Step One: Loan Prequalification or Pre-approval

Loan prequalification and loan preapproval are the first steps in the mortgage origination process. Lenders with correspondent channels who purchase loans typically require borrowers to be prequalified before they will accept a loan application. Those with direct channels often require borrowers to be preapproved before submitting an application.

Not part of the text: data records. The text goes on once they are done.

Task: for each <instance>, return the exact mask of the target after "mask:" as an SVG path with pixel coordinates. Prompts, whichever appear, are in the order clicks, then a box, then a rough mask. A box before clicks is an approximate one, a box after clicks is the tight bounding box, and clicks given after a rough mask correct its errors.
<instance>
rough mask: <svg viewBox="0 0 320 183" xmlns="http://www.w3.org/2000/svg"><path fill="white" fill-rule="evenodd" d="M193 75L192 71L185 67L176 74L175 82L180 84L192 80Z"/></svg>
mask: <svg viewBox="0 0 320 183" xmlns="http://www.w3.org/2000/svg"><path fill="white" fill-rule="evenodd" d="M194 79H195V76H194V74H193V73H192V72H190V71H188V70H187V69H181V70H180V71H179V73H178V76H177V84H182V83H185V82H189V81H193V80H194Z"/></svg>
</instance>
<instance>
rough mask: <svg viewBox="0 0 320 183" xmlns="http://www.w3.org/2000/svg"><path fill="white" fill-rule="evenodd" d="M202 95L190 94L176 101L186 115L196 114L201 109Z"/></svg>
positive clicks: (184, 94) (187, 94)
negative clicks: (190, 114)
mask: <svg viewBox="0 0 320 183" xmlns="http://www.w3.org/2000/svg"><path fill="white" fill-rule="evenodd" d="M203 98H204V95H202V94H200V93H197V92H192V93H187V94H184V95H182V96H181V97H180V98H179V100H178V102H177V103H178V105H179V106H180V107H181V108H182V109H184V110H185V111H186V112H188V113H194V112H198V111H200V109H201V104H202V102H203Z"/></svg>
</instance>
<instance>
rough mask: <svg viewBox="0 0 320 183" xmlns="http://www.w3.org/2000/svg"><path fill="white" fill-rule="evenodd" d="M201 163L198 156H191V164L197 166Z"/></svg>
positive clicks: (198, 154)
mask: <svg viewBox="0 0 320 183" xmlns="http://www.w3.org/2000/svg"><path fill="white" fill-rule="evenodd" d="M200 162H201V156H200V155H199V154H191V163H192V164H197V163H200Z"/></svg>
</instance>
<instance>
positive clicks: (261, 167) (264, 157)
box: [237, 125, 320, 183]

Step Two: Loan Application

Loan applications vary depending on the borrower’s needs and the type of mortgage he or she is seeking. Application forms can range from a single-page form for a simple refinancing to a multi-page form for a purchase transaction. Loan applications include the borrower’s personal information, the property address and description, estimated value, description of any construction or remodeling plans, and financial data (employment status, income, assets).

Step Three: Underwriting

The underwriter reviews the loan application to make sure all required documents are included. The underwriting process can take anywhere from one day to several weeks, depending on the complexity of the transaction and the amount of documentation the lender requires.

Step Four: Loan Approval

Once all documents are collected and reviewed by an underwriter, they are sent to a loan approver who reviews them for final approval.

 

Step Five: Closing

After the loan file is approved, it is sent to a closing agent who finalizes the transaction by attending a closing—or settlement—where all terms of the loan are agreed upon and signed off on . After signing the paperwork, the borrower will receive his or her copy of the executed mortgage. If applicable, the borrower will receive a final recorded copy of the mortgage.